After several weeks of shutdown, the Rouge Electric Vehicle Center resumed production of the all-electric Ford F-150 Lightning pickup on March 13, 2023.
The news was officially announced by the company's CEO Jim Farley, who wrote:
"#F150Lightning production restarted this morning at the Rouge Electric Vehicle Center. Proud of the team's commitment to put quality and safety above all else. This is the engineering standard we aim to deliver consistently."
Production of the electric Ford F-150 was temporarily halted in mid-February, as a precaution due to a potential battery issue.
We don't know what the production rate is right now (before the pause, it was probably around 2,000 units a month), but it's promised to increase significantly later this year (the target rate is 150,000 per year or 12,500 per month, by the end of 2023).

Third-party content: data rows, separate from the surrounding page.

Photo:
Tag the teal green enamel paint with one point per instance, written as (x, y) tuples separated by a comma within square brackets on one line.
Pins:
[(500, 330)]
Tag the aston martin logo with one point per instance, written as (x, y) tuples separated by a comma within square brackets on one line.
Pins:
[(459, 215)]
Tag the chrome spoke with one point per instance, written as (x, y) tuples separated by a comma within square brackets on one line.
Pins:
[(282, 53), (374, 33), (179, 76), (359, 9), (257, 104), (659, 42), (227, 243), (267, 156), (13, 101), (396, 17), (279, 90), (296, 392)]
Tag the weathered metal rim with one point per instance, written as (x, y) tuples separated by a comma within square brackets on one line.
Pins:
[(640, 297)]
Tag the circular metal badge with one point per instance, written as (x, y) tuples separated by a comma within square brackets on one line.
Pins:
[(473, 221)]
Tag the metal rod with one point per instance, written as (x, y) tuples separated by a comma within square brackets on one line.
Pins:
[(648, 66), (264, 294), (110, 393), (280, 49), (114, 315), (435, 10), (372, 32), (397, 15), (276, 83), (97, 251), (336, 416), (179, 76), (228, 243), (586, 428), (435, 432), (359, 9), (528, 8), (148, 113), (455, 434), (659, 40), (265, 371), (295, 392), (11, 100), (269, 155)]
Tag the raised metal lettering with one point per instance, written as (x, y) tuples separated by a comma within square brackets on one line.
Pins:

The Ford F-150 Lightning's production (and shipping to customers) was halted in mid-February after an assembled F-150 Lightning caught fire while charging, during a quality inspection. Initially, the production pause was only for a week or two, but ultimately it was extended a few times to a total of about four weeks. In early March, production was reported to resume on March 13, which happened as promised.
According to reports, the root cause of the fire was quickly identified after the fire - a battery cell manufacturing defect - and Ford together with its lithium-ion battery cell supplier (SK Innovation's SK On), applied some changes to the production of the battery cells at SK On's battery plant in Commerce, Georgia.
The company does not reveal the exact issue, but it seems that it was something minor related to individual battery cells (at least minor compared to some of the other battery recalls).
Out of some 20,000 Ford F-150 Lightning sold so far in the United States, Ford recalled only 18 units (2023 model year). It's really positive news that only a very small number of vehicles might be affected by potentially defective battery cells. The vehicles will have the battery pack replaced at no cost.
Interestingly, Ford stated that the trucks can still be driven and charged, but it's recommended to make an appointment for a battery pack replacement service as soon as possible.
Ford also noted at the time that was not aware of any injuries or accidents related to the Ford F-150 Lightning recall.